Photo of Berlin sign

Berlin is a city rich in history and culture. With so much to see and do it’s almost impossible to know what to prioritise. For our first ever trip away together Edel and I spent three days in the beautiful German capital. Below is a quick synopsis of the major sites we visited and the ones I think you should prioritise also.

Day 1 

Victory Column

I should start by saying that we stayed in the Sheraton Berlin Grand Hotel Esplanade. This gorgeous hotel is located just a short walk from the Tiergarten, a large public park in the heart of Berlin. We started our day with a stroll through the beautiful Tiergarten up to Victory Column. The 67m tall column was originally erected in front of the Reichstag but was moved to its current location by the Nazi government.  Climb the dizzying spiral staircase up to the viewing station where you’ll have a completely uninterrupted, 360-degree view of the park and city. Heading east through the park we then visited the Reichstag building.

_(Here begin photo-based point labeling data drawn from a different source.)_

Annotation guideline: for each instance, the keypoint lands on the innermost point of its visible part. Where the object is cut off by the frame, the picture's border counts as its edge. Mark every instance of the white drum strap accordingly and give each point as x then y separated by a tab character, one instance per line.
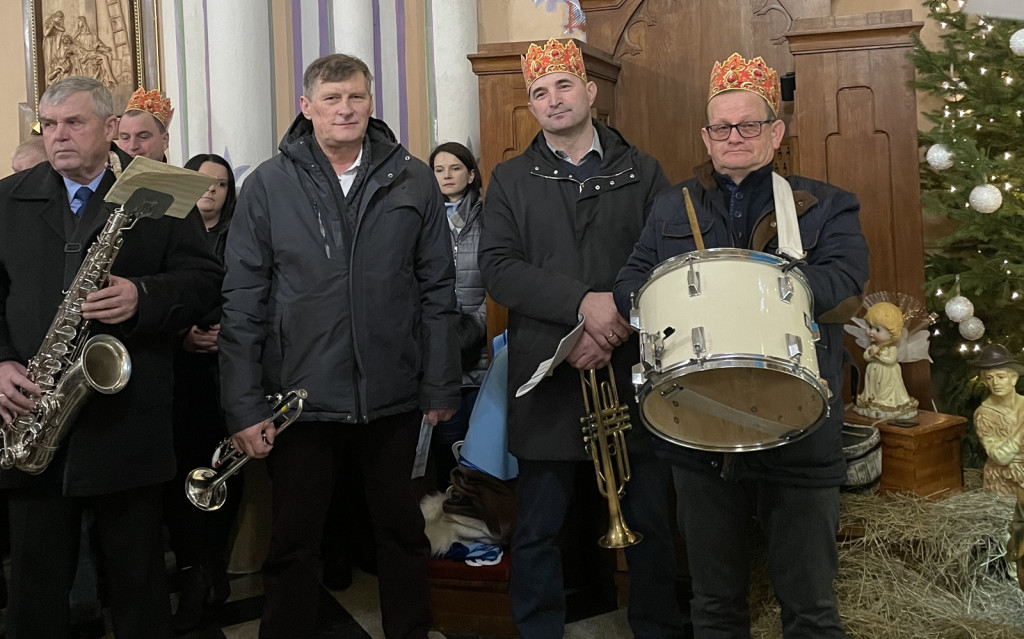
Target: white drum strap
785	216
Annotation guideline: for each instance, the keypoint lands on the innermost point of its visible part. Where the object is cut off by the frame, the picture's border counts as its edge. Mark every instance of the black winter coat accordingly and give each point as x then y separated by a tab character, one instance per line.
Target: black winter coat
548	240
366	325
123	440
837	272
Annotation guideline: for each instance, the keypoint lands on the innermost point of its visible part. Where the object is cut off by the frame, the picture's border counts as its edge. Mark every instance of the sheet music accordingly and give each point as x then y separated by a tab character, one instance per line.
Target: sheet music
422	449
183	185
548	366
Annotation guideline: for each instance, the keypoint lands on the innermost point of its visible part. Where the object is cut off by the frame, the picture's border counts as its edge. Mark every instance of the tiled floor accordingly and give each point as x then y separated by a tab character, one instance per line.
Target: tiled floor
353	613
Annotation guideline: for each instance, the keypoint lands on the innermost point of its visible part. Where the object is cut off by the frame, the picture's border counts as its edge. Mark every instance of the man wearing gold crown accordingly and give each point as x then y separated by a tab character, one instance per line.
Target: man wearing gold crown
142	128
559	220
792	492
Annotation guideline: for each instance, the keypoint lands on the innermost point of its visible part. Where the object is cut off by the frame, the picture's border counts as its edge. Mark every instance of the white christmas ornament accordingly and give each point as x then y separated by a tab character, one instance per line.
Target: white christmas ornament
972	329
985	199
939	157
960	308
1017	42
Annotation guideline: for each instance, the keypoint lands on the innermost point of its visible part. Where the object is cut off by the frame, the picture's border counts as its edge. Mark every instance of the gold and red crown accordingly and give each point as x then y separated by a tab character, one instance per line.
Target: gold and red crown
754	76
152	102
553	57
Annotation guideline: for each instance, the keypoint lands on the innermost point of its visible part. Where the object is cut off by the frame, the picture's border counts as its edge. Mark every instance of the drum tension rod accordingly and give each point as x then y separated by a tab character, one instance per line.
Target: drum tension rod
793	264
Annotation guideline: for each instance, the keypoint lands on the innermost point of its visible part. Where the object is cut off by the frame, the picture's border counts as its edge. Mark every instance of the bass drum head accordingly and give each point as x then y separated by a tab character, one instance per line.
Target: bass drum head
793	401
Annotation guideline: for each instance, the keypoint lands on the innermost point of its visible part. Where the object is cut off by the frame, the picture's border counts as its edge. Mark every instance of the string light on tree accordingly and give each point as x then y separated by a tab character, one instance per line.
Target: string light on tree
985	199
1017	42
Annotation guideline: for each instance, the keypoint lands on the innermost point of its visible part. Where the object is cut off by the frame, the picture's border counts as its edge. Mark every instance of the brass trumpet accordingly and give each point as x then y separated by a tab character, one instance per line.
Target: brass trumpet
604	425
205	486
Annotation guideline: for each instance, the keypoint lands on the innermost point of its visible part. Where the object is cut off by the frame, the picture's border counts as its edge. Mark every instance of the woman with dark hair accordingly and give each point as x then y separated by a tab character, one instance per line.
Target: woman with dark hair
200	539
459	179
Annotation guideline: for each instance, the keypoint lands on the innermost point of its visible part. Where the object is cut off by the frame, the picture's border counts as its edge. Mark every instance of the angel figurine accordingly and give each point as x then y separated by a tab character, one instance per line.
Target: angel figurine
887	343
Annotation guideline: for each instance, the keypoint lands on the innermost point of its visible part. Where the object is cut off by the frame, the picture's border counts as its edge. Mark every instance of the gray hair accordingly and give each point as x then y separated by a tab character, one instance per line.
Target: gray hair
102	101
334	68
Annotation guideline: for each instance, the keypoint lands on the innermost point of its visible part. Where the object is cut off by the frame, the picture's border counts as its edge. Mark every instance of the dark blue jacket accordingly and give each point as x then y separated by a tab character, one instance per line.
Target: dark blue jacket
548	240
837	270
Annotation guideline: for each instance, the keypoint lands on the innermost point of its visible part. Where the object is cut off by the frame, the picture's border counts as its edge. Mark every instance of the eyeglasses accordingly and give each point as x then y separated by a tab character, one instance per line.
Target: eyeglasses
721	132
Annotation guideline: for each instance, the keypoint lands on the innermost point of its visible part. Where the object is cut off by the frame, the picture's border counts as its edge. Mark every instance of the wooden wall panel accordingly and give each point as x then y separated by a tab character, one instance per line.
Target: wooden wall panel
667	49
856	120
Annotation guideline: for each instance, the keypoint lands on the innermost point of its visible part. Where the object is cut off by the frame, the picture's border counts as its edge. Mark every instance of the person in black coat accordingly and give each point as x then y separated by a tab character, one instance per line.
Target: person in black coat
200	539
559	220
119	449
791	492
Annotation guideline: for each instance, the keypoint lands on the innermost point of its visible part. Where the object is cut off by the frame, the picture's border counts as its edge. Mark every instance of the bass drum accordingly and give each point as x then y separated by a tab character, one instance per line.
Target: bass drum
727	351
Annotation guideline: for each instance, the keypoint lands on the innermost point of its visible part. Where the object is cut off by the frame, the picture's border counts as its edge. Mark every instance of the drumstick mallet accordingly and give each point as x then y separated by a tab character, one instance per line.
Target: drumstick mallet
692	215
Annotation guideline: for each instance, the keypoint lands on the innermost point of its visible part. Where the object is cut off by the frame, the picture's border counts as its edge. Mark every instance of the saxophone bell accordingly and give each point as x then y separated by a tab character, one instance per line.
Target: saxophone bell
605	422
205	487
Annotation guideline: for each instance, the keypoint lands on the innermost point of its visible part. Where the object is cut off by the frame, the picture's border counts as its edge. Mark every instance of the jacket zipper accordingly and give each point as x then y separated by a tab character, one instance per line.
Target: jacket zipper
581	184
360	403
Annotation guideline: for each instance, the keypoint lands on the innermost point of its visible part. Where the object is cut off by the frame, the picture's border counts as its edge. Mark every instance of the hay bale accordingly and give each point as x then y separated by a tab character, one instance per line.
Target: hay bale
919	569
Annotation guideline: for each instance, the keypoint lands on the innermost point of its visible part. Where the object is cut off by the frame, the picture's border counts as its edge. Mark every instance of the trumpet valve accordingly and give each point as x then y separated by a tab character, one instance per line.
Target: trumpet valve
199	492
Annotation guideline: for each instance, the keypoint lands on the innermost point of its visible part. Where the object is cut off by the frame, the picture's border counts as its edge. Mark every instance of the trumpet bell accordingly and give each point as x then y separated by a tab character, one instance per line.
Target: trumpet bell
199	492
620	537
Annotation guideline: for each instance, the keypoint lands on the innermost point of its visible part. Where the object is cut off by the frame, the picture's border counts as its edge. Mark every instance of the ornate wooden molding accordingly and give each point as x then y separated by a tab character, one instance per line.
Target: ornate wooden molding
767	6
641	18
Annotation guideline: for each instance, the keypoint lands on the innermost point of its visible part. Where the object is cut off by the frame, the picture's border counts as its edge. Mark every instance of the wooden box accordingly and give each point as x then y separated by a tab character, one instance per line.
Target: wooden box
471	600
924	459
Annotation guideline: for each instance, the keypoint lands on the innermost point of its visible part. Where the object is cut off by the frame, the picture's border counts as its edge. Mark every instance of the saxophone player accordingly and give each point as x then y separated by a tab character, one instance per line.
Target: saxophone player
118	451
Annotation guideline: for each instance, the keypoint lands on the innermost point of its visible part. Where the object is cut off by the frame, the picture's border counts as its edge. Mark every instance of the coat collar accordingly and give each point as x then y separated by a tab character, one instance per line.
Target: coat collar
44	185
767	227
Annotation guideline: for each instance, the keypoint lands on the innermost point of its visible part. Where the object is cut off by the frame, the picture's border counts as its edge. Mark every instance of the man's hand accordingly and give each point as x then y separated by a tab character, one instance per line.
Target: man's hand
115	303
601	320
198	340
434	416
257	440
588	353
15	391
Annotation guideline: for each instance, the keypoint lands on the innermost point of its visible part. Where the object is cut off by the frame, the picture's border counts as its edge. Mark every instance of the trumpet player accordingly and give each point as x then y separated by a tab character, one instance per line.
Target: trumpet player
340	281
118	451
559	220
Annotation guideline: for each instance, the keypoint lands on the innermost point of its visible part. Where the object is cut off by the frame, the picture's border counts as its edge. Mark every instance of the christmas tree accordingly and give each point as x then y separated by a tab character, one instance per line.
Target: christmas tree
974	177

Victory Column as viewed from Tiergarten

The Reichstag

The Reichstag is Berlin’s government building and claims significant importance in German history. In 1933 the building caught fire from unknown circumstances and it is at this point that the Nazi regime grew to power. After the war, a glass dome was built on top of the building within which is a viewing platform for visitors. 

Edel outside the Reichstag Building

Brandenburg Gate

Heading back in towards the city from the Reichstag is the iconic Brandenburg Gate. The Gate was originally part of the Berlin Wall and is the last standing gateway between former East and West Berlin. The Quadriga sits on top of the gate, a bronze statue depicting a four-horse-drawn carriage driven by the winged goddess of peace. Just to the left of the gate is a very good tourist office and it’s here that we got most of our advice on places to go and see.

Memorial to the Murdered Jews of Europe

The plaza was built in 2004 as a memorial to the millions of Jews killed during the Holocaust. There is a total of 2,711 concrete slabs of varying size scattered across the plaza. It is a humbling reminder of the pain and suffering underwent by Jews during the War.

Concrete jungle

Day 2

Gendarmenmarkt

We started day two of our trip with a trip to the Christmas market at Potsdamer Platz. From here we headed on towards Gendarmenmarkt, a massive square sided on three sides by the Concert Hall, the French Cathedral and the German Cathedral. After a few mulled wines to warm the blood, we made our way over to Checkpoint Charlie.

Checkpoint Charlie

Checkpoint Charlie is the most famous of three checkpoints built along the wall to allow allied forces safe travel between East and West Berlin. Embedded in the footpath leading up to the checkpoint is a brick trail replicating the path of the Berlin Wall. 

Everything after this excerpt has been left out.